OneGigabit Sprouts 1-Gig Network in Vancouver

Canadian startup OneGigabit has unleashed a plan to deliver speeds of 1 gigabit per second in Vancouver using a mix of fiber networks and rooftop antennas outfitted with high capacity, point-to-point microwave technology.

The firm, which will do battle in the market with Shaw Communications, said it is targeting high-density apartments, condos and small- to medium-sized businesses throughout the Vancouver area. It is pursuing that strategy by partnering with local real estate development firms, outside plant contractors, and “telecommunications industry professionals.”

OneGigabit owner and general manager Eric Kuhnke told the CBC that the company will sell services for between $45 to $65 per month, and offer speeds comparable to what Google Fiber is currently delivering in the Kansas City area for $70 per month. OneGigabit has no plans to saddle its data service with data consumption caps. 

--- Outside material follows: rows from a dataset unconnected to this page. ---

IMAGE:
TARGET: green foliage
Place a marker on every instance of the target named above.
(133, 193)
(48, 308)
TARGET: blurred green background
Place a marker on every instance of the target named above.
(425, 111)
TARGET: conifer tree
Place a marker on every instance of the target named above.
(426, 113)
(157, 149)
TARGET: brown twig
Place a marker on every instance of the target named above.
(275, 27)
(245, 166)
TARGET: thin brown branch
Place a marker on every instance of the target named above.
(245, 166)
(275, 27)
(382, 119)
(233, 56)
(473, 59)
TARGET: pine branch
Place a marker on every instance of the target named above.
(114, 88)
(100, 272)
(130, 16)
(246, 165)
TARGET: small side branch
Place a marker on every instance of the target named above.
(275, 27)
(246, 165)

“DSL services over copper phone lines and cable modem service over copper coaxial cables are significantly limited in speed and bandwidth compared to fiber optic access technology,” Kuhnke said, in a statement. “Without significant upgrades in last-mile Internet access technology in the Vancouver area, our city cannot gain the economic benefits of incredibly fast, affordable Internet access.”

Shaw uses fiber-to-the-premises (FTTP) to deliver 1 Gbps speeds in parts of Vancouver, Calgary and Edmonton under the “Fibre Internet” brand.

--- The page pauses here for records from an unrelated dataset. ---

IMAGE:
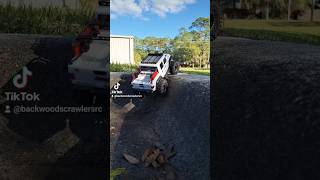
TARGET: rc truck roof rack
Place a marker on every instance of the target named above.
(152, 58)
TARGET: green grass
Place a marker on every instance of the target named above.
(195, 71)
(45, 20)
(292, 31)
(122, 67)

Shaw’s top-end DOCSIS 3.0 tier delivers speed bursts of 250 Mbps downstream by 15 Mbps upstream for about $115 per month.

The cable industry, meanwhile, is also moving ahead on projects designed to achieve max speeds of 1 Gbps or more using the existing hybrid fiber/coax plant.

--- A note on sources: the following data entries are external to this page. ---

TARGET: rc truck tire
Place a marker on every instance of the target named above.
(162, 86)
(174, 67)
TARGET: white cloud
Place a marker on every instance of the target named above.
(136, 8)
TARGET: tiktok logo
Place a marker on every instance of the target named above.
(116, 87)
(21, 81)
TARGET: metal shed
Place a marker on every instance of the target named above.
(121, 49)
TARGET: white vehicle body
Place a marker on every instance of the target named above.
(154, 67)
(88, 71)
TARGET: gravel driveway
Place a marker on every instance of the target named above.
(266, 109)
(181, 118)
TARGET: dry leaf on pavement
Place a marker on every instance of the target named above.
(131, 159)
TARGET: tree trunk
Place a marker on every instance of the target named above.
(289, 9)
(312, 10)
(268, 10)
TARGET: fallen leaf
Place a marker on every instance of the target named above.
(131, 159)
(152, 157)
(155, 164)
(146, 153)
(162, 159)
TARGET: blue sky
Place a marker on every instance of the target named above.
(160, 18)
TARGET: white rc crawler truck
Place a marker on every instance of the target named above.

A new line of certified DOCSIS 3.0 gateways from Netgear and Hitron outfitted with the Intel Puma 6 chip are capable of bonding 24 downstream 6MHz-wide channels, enough to pump out close to 1 Gbps. A new chipset from Broadcom is targeting speeds of about 1.2 Gbps through the bonding of 32 downstream channels.   

CableLabs, meanwhile, is developing DOCSIS 3.1, a next-gen platform that’s targeting capacities of 10 Gbps down by 2 Gbps. The Louisville, Colo.-based cable R&D consortium plans to complete the DOCSIS 3.1 specs later this year. It's estimated that DOCSIS 3.1 trials could start as early as 2014.